We’re a family of runners and that put my wife and me at plenty of track meets watching the kids literally run circles around us. There was this one time when our boys were in High School, and we were in the bleachers at Stanford’s Cobb Field. We were seated in the prime spot over by the finish line near collegiate coaches who were watching their own athletes while also scouting high school seniors. Our section was loaded with coaches, stopwatches, clipboards, sunscreen, and hats. You always yell from up in the bleachers—even the coaches do, but there is no way the kids ever hear any instructions at that distance. It’s a wonder they hear instructions from anyone at all.
We were waiting for the high school mile, and the college athletes were running hurdles. A crowd-sourced beat poem was developing amongst the coaches and assistants. One set of coaches were counting their runner’s steps between the hurdles, the assistants were calling out the lead foot that their runner used to clear the hurdle. Sevens, eights and nines were being tallied along with the words “right” or “left.” All this was punctuated with the occasional “Dammit Sheila” or “Come on Darnell!” Each race was a pop of the starting gun, the call of the announcer and then the count and foot calls droning all around us, not loudly, but insistent, urging, out of sequence until the crescendo of the finish line and then an exhale and a pause while the next racers set up. The step and foot metrics were noted and then marked on a grid; runners would get feedback later about their stride length and dominant leg as they ran the race. My kids never ran hurdles, but I still loved to watch the hurdlers flow down the track striding, and leaning. The races that day were particularly enjoyable because of the color commentary coming from all the nearby coaches as their racers finished.
The coach behind me was from Texas A&M: an expansive man with a gruff voice; he did not look like he could clear a hurdle at this stage in his life. I felt he was a good coach because he never stopped coaching. After each race, he was teaching his assistants what to look for in each race with each racer and why. Down below us at the railing closest to the track a young woman stood up and looked back towards me. She spots the coach from A&M, waves and yells out “Coach!” and starts to make her way towards us. I eavesdrop as she settles down next to him.

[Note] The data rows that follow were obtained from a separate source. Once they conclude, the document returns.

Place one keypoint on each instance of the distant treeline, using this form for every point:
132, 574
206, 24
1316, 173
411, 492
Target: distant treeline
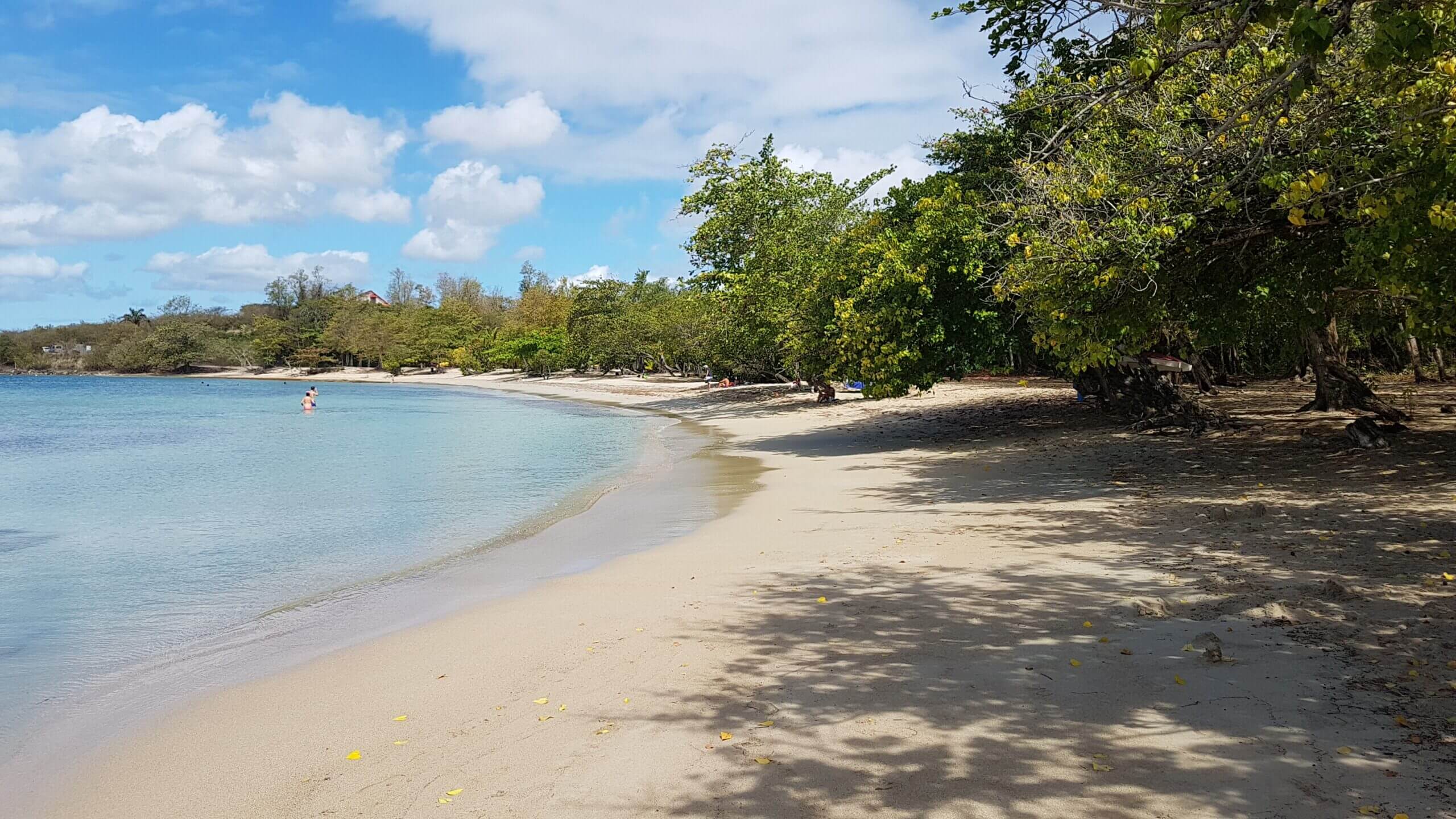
1256, 188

She was one of his athletes not too long ago, but now she’s the Track and Field coach herself at a small college. She’s complaining to him about how hard it is to get her team to follow her instructions. They don’t seem to hear her when she tells them things to try. She tells her ex-coach a story of trying to help a hurdler of hers—how to micro adjust his stride before the jump, how to minimize the time clearing the hurdle… but the kid never seemed to follow through. Later though (as she relates it), that same hurdler came to her and told her one of his friends had suggested some adjustments to his running style which he wanted to try; the same suggestions she had been saying all along. She was frustrated because it was as if her hurdler had never heard her. “How come he listened to his friend and not to me?” She lamented.

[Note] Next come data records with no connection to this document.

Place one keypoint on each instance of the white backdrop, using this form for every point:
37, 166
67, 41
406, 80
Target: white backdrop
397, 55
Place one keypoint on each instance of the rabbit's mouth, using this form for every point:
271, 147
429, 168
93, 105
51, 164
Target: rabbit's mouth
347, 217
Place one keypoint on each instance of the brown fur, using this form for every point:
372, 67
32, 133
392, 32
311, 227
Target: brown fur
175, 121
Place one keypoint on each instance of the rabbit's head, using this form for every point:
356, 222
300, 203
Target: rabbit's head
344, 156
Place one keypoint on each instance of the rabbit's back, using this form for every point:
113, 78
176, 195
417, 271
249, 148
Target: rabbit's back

The Texas A&M coach listened to her whole story, making just a few grunting agreements as she spoke. Then he offered her some of the best advice I’ve heard. “Here’s the thing,” he says. “You don’t care how they heard it, you just care that they heard.”
I wish someone had said that to me when I was younger. There is admittedly great pride in giving advice that is heeded. It is a nice boost to the ego to provide direction and see it followed. I love the discipline and respect that “following orders” shows. If I take that pleasure down to its foundation, I find that “being heard” is also about “being right,” and that can come with a sense of self-satisfaction. However, when did giving good advice become more about me than the person the information was meant to help? Is giving advice intended to make me feel good, or is it better to give it away freely knowing that I might never get the credit? Another beautiful point captured by the Texas coach was subtle, but essential: listening carefully and acknowledging when advice was understood. Being humble enough to recognize that another person heeded advice irrespective of who gave it, honors the bravery and humility the other person has shown. I forget that all the time. It takes great courage and modesty to follow advice from another person; all we need care about is that the advice was heard, not who gave it.